Modernisation as Credibility
Defence modernisation is presented as the backbone of this approach. Theodorou described the National Guard as a force adapting to evolving operational demands, where readiness matters more than size.
“The National Guard is evolving in order to respond to modern challenges, strengthening its deterrent capacity through new technologies and contemporary weapon systems,” he noted.
Modernisation is defined broadly. It includes organisational change, revised training doctrines, and technological integration. The objective is not expansion, but relevance within joint operational environments.

France and Israel as Capability Multipliers
Cooperation with France and Israel is described as central to Cyprus’s defence trajectory. These relationships are framed as sources of operational experience that a small force cannot generate independently.
Israel is cited for its high-tempo operational environment and readiness standards.
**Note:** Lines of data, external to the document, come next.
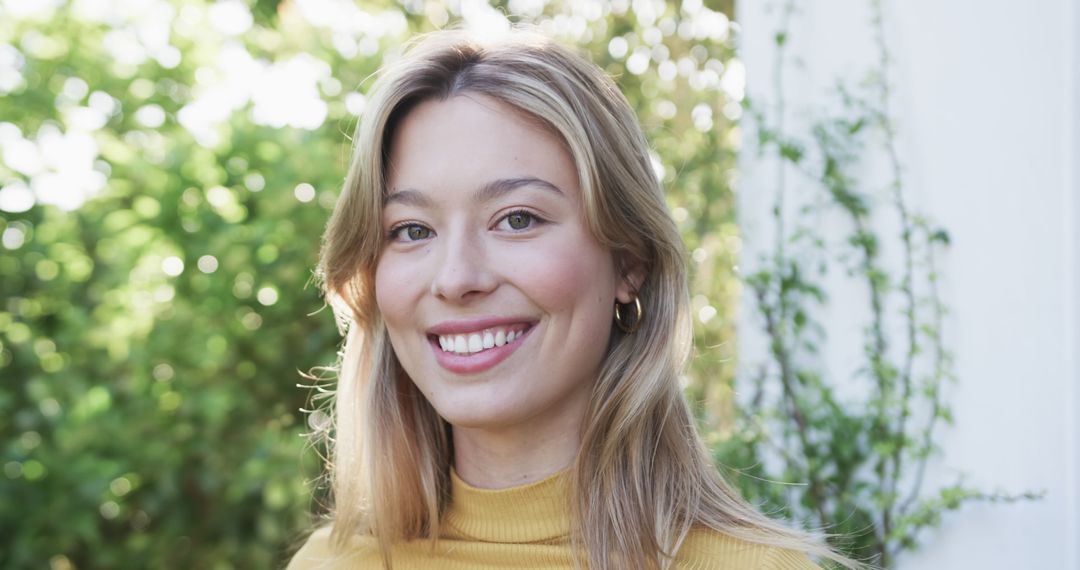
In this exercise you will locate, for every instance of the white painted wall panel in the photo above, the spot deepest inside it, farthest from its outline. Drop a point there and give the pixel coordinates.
(988, 107)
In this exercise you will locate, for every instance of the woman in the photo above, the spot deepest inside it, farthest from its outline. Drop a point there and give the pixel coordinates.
(514, 296)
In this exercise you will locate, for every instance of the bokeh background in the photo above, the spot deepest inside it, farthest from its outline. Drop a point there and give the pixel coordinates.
(166, 168)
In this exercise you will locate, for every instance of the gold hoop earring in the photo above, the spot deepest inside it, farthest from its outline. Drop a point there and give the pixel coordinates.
(620, 320)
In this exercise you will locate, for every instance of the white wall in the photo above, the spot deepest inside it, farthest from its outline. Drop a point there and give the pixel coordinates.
(988, 106)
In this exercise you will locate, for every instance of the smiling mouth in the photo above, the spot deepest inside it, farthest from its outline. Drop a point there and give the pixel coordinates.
(466, 344)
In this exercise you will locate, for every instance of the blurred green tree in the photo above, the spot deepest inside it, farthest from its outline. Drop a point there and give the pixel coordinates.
(166, 168)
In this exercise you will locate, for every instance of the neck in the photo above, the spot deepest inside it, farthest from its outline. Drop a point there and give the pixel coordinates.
(497, 459)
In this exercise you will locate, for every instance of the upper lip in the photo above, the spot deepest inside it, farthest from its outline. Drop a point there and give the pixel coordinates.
(460, 326)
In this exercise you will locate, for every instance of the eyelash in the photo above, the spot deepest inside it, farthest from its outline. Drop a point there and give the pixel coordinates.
(394, 232)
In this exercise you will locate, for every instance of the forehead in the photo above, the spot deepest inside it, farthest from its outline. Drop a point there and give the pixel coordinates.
(468, 140)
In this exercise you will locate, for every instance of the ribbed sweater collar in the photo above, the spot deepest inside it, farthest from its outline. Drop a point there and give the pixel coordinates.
(535, 512)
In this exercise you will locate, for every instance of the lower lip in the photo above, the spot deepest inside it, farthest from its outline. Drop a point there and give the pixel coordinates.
(468, 364)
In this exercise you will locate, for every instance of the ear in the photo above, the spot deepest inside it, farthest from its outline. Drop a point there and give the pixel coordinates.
(631, 276)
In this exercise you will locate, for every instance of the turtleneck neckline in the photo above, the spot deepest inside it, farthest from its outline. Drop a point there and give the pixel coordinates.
(534, 512)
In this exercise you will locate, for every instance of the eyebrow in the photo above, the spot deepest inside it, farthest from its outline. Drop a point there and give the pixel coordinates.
(488, 192)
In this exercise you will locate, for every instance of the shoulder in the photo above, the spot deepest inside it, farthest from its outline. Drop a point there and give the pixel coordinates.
(319, 554)
(710, 550)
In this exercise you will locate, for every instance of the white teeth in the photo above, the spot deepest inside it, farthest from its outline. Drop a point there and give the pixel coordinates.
(477, 341)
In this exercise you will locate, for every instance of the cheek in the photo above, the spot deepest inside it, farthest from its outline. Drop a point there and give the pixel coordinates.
(393, 290)
(566, 276)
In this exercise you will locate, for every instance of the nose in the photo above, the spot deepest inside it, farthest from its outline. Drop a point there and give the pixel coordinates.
(462, 272)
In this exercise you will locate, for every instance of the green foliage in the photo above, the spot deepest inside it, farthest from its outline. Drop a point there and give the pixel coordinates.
(156, 303)
(856, 464)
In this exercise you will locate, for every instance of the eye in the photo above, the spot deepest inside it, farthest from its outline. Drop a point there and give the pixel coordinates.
(518, 220)
(409, 232)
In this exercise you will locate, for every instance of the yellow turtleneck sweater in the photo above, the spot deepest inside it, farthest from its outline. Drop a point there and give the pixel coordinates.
(524, 527)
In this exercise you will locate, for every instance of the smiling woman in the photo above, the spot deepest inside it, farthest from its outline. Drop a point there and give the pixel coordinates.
(513, 294)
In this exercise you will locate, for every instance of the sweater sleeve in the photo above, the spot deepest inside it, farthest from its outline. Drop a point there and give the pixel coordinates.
(315, 554)
(781, 559)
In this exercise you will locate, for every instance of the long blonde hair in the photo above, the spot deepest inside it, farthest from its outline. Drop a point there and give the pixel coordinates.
(643, 477)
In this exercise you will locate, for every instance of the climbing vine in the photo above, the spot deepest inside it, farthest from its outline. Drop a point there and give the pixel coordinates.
(855, 452)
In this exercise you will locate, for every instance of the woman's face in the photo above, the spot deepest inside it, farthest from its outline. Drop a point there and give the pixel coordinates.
(497, 298)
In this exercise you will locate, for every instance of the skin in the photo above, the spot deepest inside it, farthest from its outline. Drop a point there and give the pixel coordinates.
(526, 253)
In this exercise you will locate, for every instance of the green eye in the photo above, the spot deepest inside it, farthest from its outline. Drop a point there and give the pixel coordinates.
(520, 220)
(417, 232)
(409, 232)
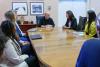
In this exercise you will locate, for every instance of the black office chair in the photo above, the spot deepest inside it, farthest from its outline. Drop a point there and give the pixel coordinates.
(81, 24)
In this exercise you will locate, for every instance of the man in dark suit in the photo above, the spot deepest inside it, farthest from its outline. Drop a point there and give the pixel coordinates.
(46, 20)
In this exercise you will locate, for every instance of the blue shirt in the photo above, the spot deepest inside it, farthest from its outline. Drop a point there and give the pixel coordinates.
(90, 54)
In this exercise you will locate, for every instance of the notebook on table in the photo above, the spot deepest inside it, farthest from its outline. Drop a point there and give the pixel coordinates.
(35, 36)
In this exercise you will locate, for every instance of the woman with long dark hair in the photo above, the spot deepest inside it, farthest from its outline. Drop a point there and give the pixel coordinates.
(15, 55)
(90, 27)
(71, 20)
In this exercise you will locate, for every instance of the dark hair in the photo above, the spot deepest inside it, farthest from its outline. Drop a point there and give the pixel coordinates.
(70, 14)
(7, 28)
(10, 15)
(91, 18)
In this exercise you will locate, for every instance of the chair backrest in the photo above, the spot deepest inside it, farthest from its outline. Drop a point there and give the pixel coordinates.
(81, 24)
(38, 18)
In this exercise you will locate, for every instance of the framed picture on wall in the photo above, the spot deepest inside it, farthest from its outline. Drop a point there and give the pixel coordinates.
(36, 8)
(20, 7)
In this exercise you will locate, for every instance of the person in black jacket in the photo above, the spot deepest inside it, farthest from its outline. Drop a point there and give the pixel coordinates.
(46, 20)
(71, 21)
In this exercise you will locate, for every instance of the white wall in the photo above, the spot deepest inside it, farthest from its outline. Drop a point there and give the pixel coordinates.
(78, 8)
(7, 5)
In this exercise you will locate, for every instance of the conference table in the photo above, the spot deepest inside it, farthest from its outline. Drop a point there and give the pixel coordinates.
(58, 47)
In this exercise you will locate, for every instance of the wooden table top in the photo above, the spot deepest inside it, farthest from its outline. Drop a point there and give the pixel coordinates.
(58, 48)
France is positioned as both a European power and a Mediterranean actor, providing access to wider defence networks and institutional depth.
Theodorou stressed that such partnerships are judged by their practical impact.
“International cooperation is not a matter of public relations. It directly enhances operational readiness, training quality, and interoperability,” he said.
The U.S. and the Logic of Interoperability
The interview also highlights growing engagement with the United States. The lifting of long-standing restrictions on U.S. defence equipment is framed as a turning point, expanding access to training and exercises aligned with Western operational standards.
“The lifting of restrictions on defence equipment opens new possibilities for exercises, training, and deeper cooperation with the United States,” Theodorou said.
Here, interoperability emerges as the organising principle. Compatibility with U.S. systems and procedures is presented as essential for meaningful participation in multinational activities, even without formal alliance membership.
Türkiye and the Consolidation of a Changing Security Geometry
Taken together, the elements outlined in the interview point to a deliberate effort to embed Cyprus within a layered security structure. Modernisation, interoperability, and external partnerships function as mutually reinforcing components.
For Türkiye, the significance lies in structure rather than intent. Cyprus’s military capabilities remain limited, but its strategic relevance increases through connectivity. The challenge is not Cyprus in isolation, but the cumulative effect of coordinated cooperation among regional actors.
This environment reshapes how presence, access, and coordination operate across the Eastern Mediterranean. Strategic friction emerges less from explicit confrontation than from the consolidation of interoperable security ecosystems around Türkiye’s maritime and airspace neighbourhood.
The interview matters because it formalises this trajectory as settled policy. Cyprus is not signalling a new direction; it is confirming an alignment already in place. In a region where structure increasingly shapes outcomes, that confirmation carries weight.